NC State Superintendent of Public Instruction discusses desire to change school performance grade measures
Schools receive a letter grade ranging from A to F, out of those D and F are considered “low performing.”
CHARLOTTE, N.C. (WBTV) - The North Carolina Department of Public Instruction wants to make changes to school accountability measures.
Since 2014, NCPDI has implemented school performance grades to measure the quality of schools based on students’ growth and performance on standardized tests.
Under state law, performance grades are based on each school’s achievement score, which is a weight of 80 percent, and each school’s students’ academic growth which is a weight of 20 percent.
Schools receive a letter grade ranging from A to F; out of those, D and F are considered “low performing.”
WBTV interviewed State Superintendent of Public Instruction Catherine Truitt on Thursday about her desire to change the performance measure.
Truitt believes the performance measures should be remodeled to still maintain accountability without overemphasizing student test scores.
Truitt’s Strategic Plan Operation Polaris, which was launched in September 2021, includes a goal aimed at developing a multi-measure model of school performance that places greater emphasis on North Carolina educational values.
“I think we should look at multiple ways to measure school quality, such as parent satisfaction surveys, teacher satisfaction surveys, school climate surveys, and chronic absenteeism - if students are not at school, they’re not going to learn,” Truitt said.

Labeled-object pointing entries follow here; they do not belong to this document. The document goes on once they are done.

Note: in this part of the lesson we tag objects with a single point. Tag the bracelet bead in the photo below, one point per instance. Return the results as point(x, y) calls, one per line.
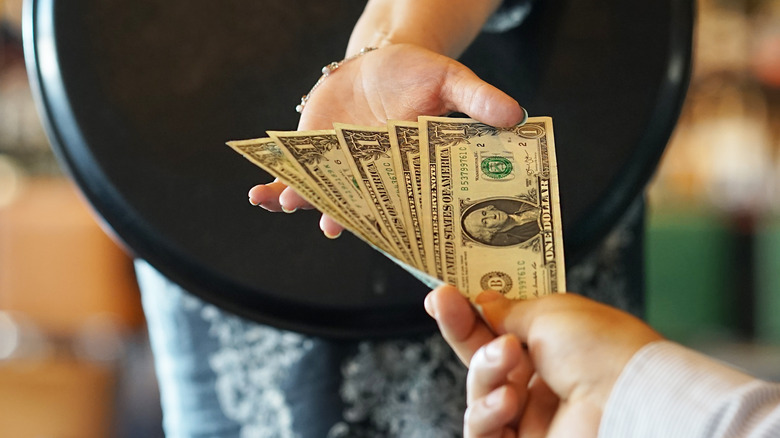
point(326, 71)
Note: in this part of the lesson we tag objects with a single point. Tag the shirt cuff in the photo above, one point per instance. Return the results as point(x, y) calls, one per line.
point(668, 390)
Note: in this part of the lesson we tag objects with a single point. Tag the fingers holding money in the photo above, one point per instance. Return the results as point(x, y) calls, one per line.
point(276, 196)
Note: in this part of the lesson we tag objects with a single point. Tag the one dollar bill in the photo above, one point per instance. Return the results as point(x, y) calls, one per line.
point(451, 200)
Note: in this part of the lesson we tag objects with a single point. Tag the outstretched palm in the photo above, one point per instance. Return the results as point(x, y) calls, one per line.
point(397, 82)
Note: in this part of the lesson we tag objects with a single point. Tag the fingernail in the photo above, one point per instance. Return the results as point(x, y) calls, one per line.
point(495, 397)
point(428, 304)
point(493, 350)
point(487, 297)
point(332, 237)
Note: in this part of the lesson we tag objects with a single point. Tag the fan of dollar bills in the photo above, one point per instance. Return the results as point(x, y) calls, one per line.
point(449, 199)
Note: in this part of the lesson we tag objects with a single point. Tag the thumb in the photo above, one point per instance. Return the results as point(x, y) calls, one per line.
point(463, 91)
point(517, 316)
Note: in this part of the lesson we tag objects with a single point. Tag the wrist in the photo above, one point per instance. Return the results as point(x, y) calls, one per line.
point(446, 27)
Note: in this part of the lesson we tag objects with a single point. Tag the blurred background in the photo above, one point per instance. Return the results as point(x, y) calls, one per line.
point(74, 357)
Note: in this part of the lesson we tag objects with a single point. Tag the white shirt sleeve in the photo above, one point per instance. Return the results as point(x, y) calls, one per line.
point(668, 391)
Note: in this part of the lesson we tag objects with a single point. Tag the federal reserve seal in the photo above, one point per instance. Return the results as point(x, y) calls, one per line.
point(496, 167)
point(497, 281)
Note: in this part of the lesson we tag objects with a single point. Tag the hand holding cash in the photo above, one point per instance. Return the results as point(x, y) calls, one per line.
point(396, 82)
point(451, 200)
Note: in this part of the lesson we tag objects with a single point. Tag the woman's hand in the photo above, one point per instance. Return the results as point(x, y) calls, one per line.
point(395, 82)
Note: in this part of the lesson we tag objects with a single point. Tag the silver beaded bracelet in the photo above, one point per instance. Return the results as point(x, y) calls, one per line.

She also added that schools need to make sure that the College and Career Promise program is available to students, which allows them to take free post-secondary courses while still in high school. In addition, she says work-based learning opportunities, internships, and after-school tutoring are all valuable factors that aren’t factored into the school letter grade.
According to the 2021-2022 state test scores report, 2,595 schools were measured during the 2021-2022 school year. Of those schools, 42.3 percent of schools in the state are considered low performing, aka, D or F score, 35 percent are C schools, compared to 17.2 percent of B schools, and 5.6 percent of A schools.
There are 464 recurring low-performing schools for 2021-2022 compared to 423 during the 2021-2022 school year.
Additionally, Truitt believes the letter grade does not show all of the initiatives educators are implementing to improve student performance and growth.
“That one letter grade is not indicative of all of the efforts that go into helping a student be successful,” Truitt said.
On September 22, NCPDI announced it was partnering with the independent news and data source EdNC to collect survey responses from parents, educators, students, and others in the community about how they would like to see the quality approach be better measured.
Truitt says a vast majority of parents who have completed the survey believe that schools should be measured on more than high-stakes testing and growth.
The survey closes on October 10th at 5 p.m.
NCDPI will present its data and recommendations to the General Assembly, which will ultimately decide if the performance grade measures change.